I find the prose painfully klunky. The characters, including the protagonist are cardboard, yet are often coerced into doing things out of character to advance the plot which itself is painfully contrived. There are deep philosophical issues, yet they are only delved into in a "add one chapter to discuss issue X" level. The setting is only SF in a couple of minor ways. With all the late-twentieth century name-dropping that goes on you'd thing it was set in 2000 not 2048. What is futuristic is written in the silly forties era futurist style in which characters over explain what should be commonplace to them.
The only thing it has going for it is an interesting theme, but it has been done better before. Holy Fire examines the same subject, but shows rather than tells.
So yeah. This makes it hard because there is no way I can vote it number 4 even if I think Chabon's book shouldn't even be on the list. I can't rate garbage higher than quality.

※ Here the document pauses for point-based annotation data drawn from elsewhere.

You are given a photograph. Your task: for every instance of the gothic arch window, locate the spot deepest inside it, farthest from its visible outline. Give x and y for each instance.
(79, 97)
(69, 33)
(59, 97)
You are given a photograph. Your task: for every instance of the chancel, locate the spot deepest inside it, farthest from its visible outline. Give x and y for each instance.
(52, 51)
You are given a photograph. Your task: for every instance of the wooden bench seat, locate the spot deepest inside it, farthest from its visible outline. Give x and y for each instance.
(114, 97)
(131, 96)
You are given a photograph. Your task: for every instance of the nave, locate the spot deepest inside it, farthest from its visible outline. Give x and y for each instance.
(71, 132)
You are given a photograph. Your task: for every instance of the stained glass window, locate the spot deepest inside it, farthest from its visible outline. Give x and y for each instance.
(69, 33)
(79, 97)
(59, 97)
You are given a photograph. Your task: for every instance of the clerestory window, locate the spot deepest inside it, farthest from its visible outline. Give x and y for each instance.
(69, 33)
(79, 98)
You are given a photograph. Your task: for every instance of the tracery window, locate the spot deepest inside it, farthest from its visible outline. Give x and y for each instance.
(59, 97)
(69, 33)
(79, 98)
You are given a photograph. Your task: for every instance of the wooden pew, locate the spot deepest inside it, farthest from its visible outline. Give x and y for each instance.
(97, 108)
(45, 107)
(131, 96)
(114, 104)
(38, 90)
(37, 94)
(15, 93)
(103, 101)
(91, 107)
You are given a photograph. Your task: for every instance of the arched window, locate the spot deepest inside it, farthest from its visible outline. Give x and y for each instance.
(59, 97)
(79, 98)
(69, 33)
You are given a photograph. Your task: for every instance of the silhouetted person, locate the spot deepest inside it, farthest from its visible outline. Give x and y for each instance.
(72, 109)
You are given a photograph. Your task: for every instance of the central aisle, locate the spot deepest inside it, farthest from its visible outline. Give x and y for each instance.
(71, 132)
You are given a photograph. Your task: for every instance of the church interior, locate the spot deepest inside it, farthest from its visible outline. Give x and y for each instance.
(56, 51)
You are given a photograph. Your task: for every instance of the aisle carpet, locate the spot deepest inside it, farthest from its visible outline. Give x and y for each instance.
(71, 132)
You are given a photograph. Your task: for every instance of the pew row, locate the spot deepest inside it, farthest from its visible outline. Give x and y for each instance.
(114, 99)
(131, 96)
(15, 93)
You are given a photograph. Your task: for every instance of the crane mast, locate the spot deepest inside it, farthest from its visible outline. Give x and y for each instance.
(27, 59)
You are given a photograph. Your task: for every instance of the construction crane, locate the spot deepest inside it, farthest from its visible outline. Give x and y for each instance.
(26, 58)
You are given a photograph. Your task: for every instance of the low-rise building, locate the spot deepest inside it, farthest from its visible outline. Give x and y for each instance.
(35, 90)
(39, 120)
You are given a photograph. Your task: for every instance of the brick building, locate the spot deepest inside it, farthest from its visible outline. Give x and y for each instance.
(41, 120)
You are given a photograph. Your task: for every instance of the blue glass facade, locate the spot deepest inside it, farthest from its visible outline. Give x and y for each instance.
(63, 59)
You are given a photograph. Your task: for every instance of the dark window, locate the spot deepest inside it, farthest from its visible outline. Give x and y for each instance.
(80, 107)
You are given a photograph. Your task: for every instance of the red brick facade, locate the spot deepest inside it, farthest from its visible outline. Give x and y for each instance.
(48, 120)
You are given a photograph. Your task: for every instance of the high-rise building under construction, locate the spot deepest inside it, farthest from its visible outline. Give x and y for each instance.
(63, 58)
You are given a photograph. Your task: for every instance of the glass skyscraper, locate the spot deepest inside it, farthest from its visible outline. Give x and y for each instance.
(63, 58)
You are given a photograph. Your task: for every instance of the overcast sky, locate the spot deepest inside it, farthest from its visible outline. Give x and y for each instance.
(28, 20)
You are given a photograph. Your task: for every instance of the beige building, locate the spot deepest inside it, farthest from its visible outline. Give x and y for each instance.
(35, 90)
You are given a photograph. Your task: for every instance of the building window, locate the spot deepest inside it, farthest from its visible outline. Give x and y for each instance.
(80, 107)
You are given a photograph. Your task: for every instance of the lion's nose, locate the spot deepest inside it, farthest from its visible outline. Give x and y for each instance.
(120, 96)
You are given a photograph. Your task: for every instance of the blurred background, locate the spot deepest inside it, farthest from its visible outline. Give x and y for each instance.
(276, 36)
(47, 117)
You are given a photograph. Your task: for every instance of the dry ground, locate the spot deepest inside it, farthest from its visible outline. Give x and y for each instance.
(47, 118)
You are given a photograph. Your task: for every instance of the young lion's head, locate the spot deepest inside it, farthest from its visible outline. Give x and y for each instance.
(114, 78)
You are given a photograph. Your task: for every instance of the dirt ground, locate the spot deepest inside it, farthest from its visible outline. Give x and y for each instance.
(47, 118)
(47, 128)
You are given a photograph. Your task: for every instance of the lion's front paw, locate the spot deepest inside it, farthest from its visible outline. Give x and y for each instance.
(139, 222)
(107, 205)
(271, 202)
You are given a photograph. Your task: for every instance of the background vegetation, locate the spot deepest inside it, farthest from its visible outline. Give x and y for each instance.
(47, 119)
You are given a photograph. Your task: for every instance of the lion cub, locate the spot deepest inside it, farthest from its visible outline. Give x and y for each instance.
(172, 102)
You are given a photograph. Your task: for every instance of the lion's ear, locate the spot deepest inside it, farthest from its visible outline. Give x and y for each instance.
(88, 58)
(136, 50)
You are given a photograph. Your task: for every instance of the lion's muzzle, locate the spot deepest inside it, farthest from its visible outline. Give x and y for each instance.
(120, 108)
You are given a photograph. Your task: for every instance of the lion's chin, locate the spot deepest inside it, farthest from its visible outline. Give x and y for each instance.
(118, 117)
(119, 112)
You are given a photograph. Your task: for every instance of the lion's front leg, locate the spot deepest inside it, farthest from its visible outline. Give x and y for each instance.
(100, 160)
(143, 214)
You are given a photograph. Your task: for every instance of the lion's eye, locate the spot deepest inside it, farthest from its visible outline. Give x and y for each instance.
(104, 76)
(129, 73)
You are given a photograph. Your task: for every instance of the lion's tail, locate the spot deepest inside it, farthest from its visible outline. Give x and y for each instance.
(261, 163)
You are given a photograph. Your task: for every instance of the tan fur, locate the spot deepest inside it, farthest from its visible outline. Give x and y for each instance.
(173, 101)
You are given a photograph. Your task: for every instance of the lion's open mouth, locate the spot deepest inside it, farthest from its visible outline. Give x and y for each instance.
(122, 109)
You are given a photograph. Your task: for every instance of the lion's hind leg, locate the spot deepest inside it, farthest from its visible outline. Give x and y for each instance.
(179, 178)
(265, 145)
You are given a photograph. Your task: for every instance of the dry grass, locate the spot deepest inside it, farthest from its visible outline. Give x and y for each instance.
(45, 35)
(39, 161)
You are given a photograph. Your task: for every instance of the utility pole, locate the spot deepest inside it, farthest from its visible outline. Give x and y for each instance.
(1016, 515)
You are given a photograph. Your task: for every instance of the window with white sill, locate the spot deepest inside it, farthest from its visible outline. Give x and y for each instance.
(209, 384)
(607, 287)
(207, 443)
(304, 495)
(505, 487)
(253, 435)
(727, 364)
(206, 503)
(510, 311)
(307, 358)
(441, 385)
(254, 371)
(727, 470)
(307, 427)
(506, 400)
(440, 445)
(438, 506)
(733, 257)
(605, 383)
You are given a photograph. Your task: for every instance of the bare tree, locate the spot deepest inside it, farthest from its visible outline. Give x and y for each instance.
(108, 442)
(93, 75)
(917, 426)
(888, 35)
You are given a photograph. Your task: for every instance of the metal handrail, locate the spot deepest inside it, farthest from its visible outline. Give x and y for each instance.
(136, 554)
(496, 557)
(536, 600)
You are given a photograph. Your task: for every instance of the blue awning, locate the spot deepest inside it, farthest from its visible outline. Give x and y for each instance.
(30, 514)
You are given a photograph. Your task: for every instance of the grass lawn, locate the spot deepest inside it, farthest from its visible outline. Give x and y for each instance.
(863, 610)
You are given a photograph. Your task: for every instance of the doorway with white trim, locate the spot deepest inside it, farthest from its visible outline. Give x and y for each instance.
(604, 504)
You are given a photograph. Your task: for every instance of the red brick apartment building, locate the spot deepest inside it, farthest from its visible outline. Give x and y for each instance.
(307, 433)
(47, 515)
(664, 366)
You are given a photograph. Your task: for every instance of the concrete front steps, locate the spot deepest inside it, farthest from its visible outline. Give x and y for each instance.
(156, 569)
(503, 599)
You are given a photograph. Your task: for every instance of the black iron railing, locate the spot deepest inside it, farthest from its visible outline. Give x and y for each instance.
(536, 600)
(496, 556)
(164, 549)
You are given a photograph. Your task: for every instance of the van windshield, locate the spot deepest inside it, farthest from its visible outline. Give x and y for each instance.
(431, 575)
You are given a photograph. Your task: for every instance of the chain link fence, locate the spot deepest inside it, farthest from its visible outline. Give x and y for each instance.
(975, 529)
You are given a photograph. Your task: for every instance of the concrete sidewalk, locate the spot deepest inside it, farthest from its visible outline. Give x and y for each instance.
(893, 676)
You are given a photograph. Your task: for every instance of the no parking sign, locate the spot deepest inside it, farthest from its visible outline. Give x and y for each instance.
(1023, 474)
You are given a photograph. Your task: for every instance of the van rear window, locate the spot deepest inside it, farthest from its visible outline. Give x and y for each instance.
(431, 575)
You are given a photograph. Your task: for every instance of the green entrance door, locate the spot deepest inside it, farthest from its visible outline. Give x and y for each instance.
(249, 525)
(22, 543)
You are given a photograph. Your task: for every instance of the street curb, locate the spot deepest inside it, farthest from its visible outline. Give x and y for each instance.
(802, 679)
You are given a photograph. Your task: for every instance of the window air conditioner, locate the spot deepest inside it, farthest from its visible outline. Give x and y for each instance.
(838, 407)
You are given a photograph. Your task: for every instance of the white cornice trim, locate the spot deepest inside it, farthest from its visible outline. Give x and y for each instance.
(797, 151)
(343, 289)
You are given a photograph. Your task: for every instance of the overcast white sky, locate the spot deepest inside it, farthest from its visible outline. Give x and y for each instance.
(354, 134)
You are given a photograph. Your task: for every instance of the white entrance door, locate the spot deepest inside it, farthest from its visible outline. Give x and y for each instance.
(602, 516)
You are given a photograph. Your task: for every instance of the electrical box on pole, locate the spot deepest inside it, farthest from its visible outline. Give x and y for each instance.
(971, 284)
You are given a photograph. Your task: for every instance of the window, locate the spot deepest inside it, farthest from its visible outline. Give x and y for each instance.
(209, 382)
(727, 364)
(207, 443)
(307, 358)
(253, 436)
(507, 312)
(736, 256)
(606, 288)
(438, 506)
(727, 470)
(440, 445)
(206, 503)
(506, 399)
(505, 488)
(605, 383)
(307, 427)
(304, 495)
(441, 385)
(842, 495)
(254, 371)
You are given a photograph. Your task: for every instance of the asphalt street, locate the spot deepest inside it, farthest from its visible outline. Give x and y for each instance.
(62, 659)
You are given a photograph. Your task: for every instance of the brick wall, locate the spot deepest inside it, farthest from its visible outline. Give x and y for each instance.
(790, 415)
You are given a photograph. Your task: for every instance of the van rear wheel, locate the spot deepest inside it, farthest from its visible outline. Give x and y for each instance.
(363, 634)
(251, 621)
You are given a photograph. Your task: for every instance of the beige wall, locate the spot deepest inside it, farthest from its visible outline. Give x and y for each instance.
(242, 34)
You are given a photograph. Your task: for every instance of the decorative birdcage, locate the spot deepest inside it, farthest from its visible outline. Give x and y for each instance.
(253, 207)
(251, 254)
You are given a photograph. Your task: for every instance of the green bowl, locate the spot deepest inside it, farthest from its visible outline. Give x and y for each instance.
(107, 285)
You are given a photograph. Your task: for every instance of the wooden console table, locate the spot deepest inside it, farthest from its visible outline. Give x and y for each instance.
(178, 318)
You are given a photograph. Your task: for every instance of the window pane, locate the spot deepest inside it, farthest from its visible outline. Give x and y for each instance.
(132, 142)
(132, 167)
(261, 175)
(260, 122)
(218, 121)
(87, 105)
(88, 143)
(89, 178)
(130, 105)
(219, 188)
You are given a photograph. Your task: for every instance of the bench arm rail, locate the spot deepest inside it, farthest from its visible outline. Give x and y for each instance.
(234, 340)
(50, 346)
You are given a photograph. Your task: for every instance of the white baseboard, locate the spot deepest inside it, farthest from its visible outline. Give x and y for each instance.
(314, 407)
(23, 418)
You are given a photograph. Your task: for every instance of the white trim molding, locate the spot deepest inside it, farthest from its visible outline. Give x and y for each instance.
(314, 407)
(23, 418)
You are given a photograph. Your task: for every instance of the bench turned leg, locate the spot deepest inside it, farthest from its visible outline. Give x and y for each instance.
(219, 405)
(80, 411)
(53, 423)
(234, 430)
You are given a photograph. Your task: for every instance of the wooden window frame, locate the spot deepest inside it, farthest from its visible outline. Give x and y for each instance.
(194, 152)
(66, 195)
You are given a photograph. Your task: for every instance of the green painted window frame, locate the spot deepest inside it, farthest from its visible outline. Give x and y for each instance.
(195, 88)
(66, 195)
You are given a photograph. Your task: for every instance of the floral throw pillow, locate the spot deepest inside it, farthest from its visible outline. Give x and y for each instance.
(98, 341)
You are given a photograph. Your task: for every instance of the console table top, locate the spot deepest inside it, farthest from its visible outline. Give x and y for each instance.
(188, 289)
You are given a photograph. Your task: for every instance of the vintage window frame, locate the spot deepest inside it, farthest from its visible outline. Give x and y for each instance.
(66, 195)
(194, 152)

I have much the same feeling about Scalzi's The Last Colony and Stross' Halting State. Both cases I think are decent but not earth shattering novels by authors who I think have done better work. "The Last Colony" suffers in that it really is just there to tell us what happens next after a much better book. Scalzi also suffers from plots that seem contrived and from characters that are a bit flat (though neither to the extent of Sawyer) but what saves his work is the tongue-in-cheek character of it. There's a friendly humor to it all. In many ways, Scalzi doesn't write SF. He writes space fantasy. Nothing wrong with that.
"Halting State" suffers from many of the problems of Stross' lesser stuff. He does a great job with female characters as long as they are not in a book with a dorky male character looking for love. Unfortunately, this is not one of those books, so we have to suffer through a painful love story. Nothing wrong with that from people good at writing that. The most interesting bit, the inside-the-MMO-dotcom stuff, is unfortunately overshadowed by the substandard love story and the action elements that got a bit tedious. Still, there was some amusing bits. It was an enjoyable pastime.
I had a hard time getting into Brasyl at first because of the dense local color but once I managed to get into the characters it sped up. The other interesting bit is that the book goes one for quite a while, probably over half the book, before you really see what the damn thing is about. (Other than Brazil, that is.) The book has three plot lines, one in modern times, one set a generation into the future and one in the 18th century. For half the book, these seem to have little to do with each other.
Once you get to the actual theme, it is pretty interesting and definitely big picture SF, but I won't spoiler it here. Overall, I enjoyed it, though I had some issues with the ending. Honestly, I didn't completely understand what was going on. It seemed a bit...rushed.
Anyway, my vote will likely be:
- Halting State
- The Last Colony
- The Yiddish Policemen's Union
I may move "The Yiddish Policemen's Union" to first place though...it really is the best book.